Performance-wise, the TransformerNER with the BERT bert-base-cased model scored the highest (average weighted F1-score) among the NERs already available in NERDS (using default hyperparameters) against both the NERDS example datasets GMB and BioNLP. The classification reports are shown below.
GMB | BioNLP |
---|---|
precision recall f1-score support art 0.11 0.24 0.15 97 eve 0.41 0.55 0.47 126 geo 0.90 0.88 0.89 14016 gpe 0.94 0.96 0.95 4724 nat 0.34 0.80 0.48 40 org 0.80 0.81 0.81 10669 per 0.91 0.90 0.90 10402 tim 0.89 0.93 0.91 7739 micro avg 0.87 0.88 0.88 47813 macro avg 0.66 0.76 0.69 47813 weighted avg 0.88 0.88 0.88 47813 | precision recall f1-score support cell_line 0.80 0.60 0.68 1977 cell_type 0.75 0.89 0.81 4161 protein 0.88 0.81 0.84 10700 DNA 0.84 0.82 0.83 2912 RNA 0.85 0.79 0.82 325 micro avg 0.83 0.81 0.82 20075 macro avg 0.82 0.78 0.80 20075 weighted avg 0.84 0.81 0.82 20075 |
So anyway, really just wanted to share the news that we now have a TransformerNER model in NERDS using which you leverage what is pretty much the cutting edge in NLP technology today. I have been wanting to play with the Hugging Face transformers library for a while, and this seemed like a good opportunity initially, and the good news is that I have been able to apply this learning to simpler architectures at work (single and double sentence models using BertForSequenceClassification). However, the SimpleTransformers library from Thilina Rajapakse definitely made my job much easier -- thanks to his efforts, NERDS has an NER implementation that is at the cutting edge of NLP, and more maintainable and powerful at the same time.

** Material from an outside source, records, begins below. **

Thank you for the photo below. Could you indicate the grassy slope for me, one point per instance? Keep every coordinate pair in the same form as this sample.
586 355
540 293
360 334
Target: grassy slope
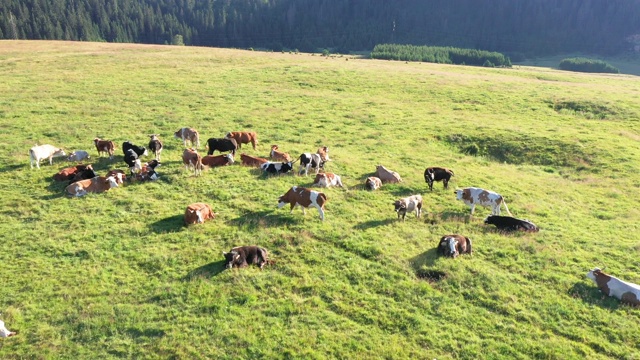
116 275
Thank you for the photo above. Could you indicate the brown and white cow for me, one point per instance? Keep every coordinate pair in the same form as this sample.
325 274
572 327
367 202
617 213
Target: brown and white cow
188 134
97 184
217 160
278 155
198 213
192 160
105 146
305 198
386 175
327 180
244 137
625 291
473 196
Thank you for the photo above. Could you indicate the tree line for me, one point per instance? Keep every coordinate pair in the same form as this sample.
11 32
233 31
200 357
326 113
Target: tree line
523 27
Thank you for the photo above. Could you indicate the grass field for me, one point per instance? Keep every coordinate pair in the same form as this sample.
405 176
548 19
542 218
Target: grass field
116 275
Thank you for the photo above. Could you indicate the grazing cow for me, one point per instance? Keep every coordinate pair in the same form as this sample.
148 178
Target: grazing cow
373 183
242 256
508 223
310 161
408 204
387 175
105 146
252 160
217 160
68 173
39 153
192 160
625 291
188 134
278 155
198 213
305 198
454 245
222 145
244 137
78 155
475 196
97 184
155 145
327 180
432 174
276 168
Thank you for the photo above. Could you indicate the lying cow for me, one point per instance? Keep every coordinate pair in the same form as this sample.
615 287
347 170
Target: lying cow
432 174
198 213
305 198
217 160
373 183
508 223
188 134
242 256
222 145
454 245
78 155
39 153
105 146
387 175
97 184
243 137
472 196
327 180
625 291
408 204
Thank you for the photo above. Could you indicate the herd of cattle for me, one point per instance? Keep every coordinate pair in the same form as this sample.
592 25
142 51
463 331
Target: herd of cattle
83 180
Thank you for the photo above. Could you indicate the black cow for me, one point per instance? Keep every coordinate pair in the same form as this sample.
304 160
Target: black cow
508 223
243 256
222 145
432 174
276 168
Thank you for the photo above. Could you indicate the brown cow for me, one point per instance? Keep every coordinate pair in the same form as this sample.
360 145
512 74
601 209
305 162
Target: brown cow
198 213
244 137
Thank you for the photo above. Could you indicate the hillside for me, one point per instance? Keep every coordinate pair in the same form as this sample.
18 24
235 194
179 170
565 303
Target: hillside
116 275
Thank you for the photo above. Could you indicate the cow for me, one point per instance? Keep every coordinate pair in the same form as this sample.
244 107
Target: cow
105 146
278 155
473 196
97 184
198 213
454 245
387 175
432 174
155 145
243 137
188 134
252 160
310 161
78 155
67 174
327 180
41 152
217 160
242 256
222 145
408 204
611 286
276 168
508 223
192 160
305 198
373 183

**Update (Jan 21, 2020): I had thought that the poor performance I was seeing on the BERT NER was caused by the incorrect preprocessing (I was padding first and then adding the [CLS] and [SEP] where I should have been doing the opposite), so I fixed that, and that improved it somewhat, but results are still not comparable to those from TransformerNER. I suspect it may be the training schedule in run_ner.py which is unchanged in SimpleTransformers, compared to adapted (simplified) in case of my code.